Le ……………………………………………
à Me ………………………………………..
EXPEDITION :
Le 23 janvier 2025.
à M. [E]
Le ………………………………………………….
à Me ………………………………………………
Le …………………………………………………..
à Me ………………………………………………
N° RG 24/06102 – N° Portalis DBW3-W-B7I-5QMT
PARTIES :
DEMANDERESSE
S.C.I. [Z] [W]
dont le siège social est sis [Adresse 1]
représentée par Me Lionel ROUX, avocat au barreau de MARSEILLE
DEFENDEUR
Monsieur [B] [E]
né le 11 Janvier 1975 à [Localité 5] (ALGERIE)
demeurant [Adresse 3]
comparant
–EXPOSÉ DU LITIGE
Par acte sous seing privé établi le 1er novembre 2016, la société [Z] [W], représentée par sa mandataire, la société Cabinet Laugier-Fine, a consenti à Monsieur [B] [E] un bail d’habitation portant sur un local à usage d’habitation non meublé situé au [Adresse 2], dans le quinzième [Localité 4] moyennant le paiement d’un loyer mensuel initialement fixé à 430 euros outre 20 euros de provision sur charges.
Un commandement de payer visant la clause résolutoire a été délivré à Monsieur [B] [E] le 5 mai 2023 aux fins d’obtenir paiement de la somme de 4.655,12 euros en principal.
Par acte de commissaire de justice du 18 septembre 2024, la société civile immobilière (SCI) [Z] [W], agissant poursuites et diligences de son représentant légal, a fait assigner en référé Monsieur [B] [E] devant le juge des contentieux de la protection, afin d’obtenir :
le constat de la résiliation du bail par l’effet de la clause résolutoire et l’expulsion immédiate de Monsieur [B] [E] ainsi que celle de tous occupants de son chef, sous astreinte de 50 euros par jour de retard,sa condamnation au paiement à titre provisionnel, de la somme de 7.836,80 euros due au titre des loyers et charges impayés avec intérêts au taux légal à compter du 5 mai 2023,sa condamnation au paiement de la somme de 1.000 euros au titre de l’indemnité de l’article 700 du Code de procédure civile et aux entiers dépens, en ce compris le coût du commandement de payer et du droit de recouvrement du commissaire de justice.
A l’audience du 14 novembre 2024, la SCI [Z] [W], représentée par son conseil, a réitéré les termes de son assignation mais s’est désistée de sa demande d’expulsion. Elle vise dans les motifs de son assignation la condamnation de Monsieur [B] [E] à lui régler une indemnité d’occupation mensuelle de 984,24 euros.
Comparant en personne, Monsieur [B] [E], reconnaît la dette et sollicite des délais de paiement. Il indique avoir libéré les lieux le 1er septembre 2024 et être sans domicile fixe.
La bailleresse s’en rapporte sur la demande de délais de paiement.
Un diagnostic social et financier a été reçu au tribunal.
La décision a été mise en délibéré au 23 janvier 2025, par mise à disposition au greffe.
MOTIFS DE LA DÉCISION
En vertu des dispositions de l’article 834 du Code de procédure civile, « dans tous les cas d’urgence, le président du tribunal judiciaire ou le juge du contentieux de la protection dans les limites de sa compétence, peuvent ordonner en référé les mesures qui ne se heurtent à aucune contestation sérieuse ou que justifie l’existence d’un différend ».

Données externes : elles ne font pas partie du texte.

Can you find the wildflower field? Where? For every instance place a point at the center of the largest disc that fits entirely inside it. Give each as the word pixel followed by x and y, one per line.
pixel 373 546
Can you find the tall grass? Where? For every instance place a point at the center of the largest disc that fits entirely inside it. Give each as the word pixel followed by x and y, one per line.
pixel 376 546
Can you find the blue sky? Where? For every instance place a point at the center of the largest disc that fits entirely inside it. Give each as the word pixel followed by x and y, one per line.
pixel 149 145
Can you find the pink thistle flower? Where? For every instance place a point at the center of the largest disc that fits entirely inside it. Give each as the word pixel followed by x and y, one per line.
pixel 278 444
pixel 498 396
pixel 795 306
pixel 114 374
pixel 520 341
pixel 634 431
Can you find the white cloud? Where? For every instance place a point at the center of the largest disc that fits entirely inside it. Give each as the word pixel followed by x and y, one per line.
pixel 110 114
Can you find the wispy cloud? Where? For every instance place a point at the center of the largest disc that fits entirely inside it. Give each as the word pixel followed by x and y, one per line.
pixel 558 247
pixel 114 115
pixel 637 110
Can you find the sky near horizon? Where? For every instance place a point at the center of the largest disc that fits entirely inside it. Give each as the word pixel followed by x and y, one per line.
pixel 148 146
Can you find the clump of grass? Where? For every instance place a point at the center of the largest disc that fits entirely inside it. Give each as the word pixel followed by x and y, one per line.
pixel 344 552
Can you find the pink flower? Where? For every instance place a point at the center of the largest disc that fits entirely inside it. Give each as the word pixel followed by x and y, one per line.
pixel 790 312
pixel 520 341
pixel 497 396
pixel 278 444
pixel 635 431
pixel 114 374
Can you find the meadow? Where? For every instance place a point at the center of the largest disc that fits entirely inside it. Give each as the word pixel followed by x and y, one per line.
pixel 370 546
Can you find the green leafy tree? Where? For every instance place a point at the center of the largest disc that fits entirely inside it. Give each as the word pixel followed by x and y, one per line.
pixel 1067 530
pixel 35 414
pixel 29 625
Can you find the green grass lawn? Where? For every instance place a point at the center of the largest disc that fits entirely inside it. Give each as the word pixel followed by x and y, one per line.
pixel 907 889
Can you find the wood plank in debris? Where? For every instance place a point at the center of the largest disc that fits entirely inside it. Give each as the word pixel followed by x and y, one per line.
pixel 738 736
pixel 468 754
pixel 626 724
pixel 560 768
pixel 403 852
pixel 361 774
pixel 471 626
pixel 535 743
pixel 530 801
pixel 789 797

Aux termes de l’article 835 du Code de procédure civile, « le président du tribunal judiciaire ou le juge du contentieux de la protection, dans les limites de sa compétence peuvent toujours, même en présence d’une contestation sérieuse, prescrire en référé les mesures conservatoires ou de remise en état qui s’imposent, soit pour prévenir un dommage imminent, soit pour faire cesser un trouble manifestement illicite.
Dans les cas où l’obligation n’est pas sérieusement contestable, il peut accorder une provision au créancier, ou ordonner l’exécution de l’obligation même s’il s’agit d’une obligation de faire ».
Sur la qualité pour agir
La requérante justifie de sa qualité pour agir par la production d’un acte notarié de vente en date du 3 novembre 2017.
Sur la recevabilité
En application de l’article 24 III de la loi n°89-462 du 6 juillet 1989, à peine d’irrecevabilité de la demande, l’assignation aux fins de constat de la résiliation est notifiée à la diligence de l’huissier de justice au représentant de l’État dans le département, au moins six semaines avant l’audience.
En l’espèce, il est établi que l’assignation en date du 18 septembre 2024 a été dénoncée le 19 septembre 2024 à la Préfecture des Bouches-du-Rhône soit six semaines au moins avant l’audience.
Par ailleurs, la SCI [Z] [W] justifie avoir signalé la situation d’impayés à la Commission de coordination des actions de prévention des expulsions (CCAPEX) le 9 mai 2023, soit deux mois au moins avant la délivrance de l’assignation le 18 septembre 2024, conformément aux dispositions de l’article 24 II de la loi n°89-462 du 6 juillet 1989.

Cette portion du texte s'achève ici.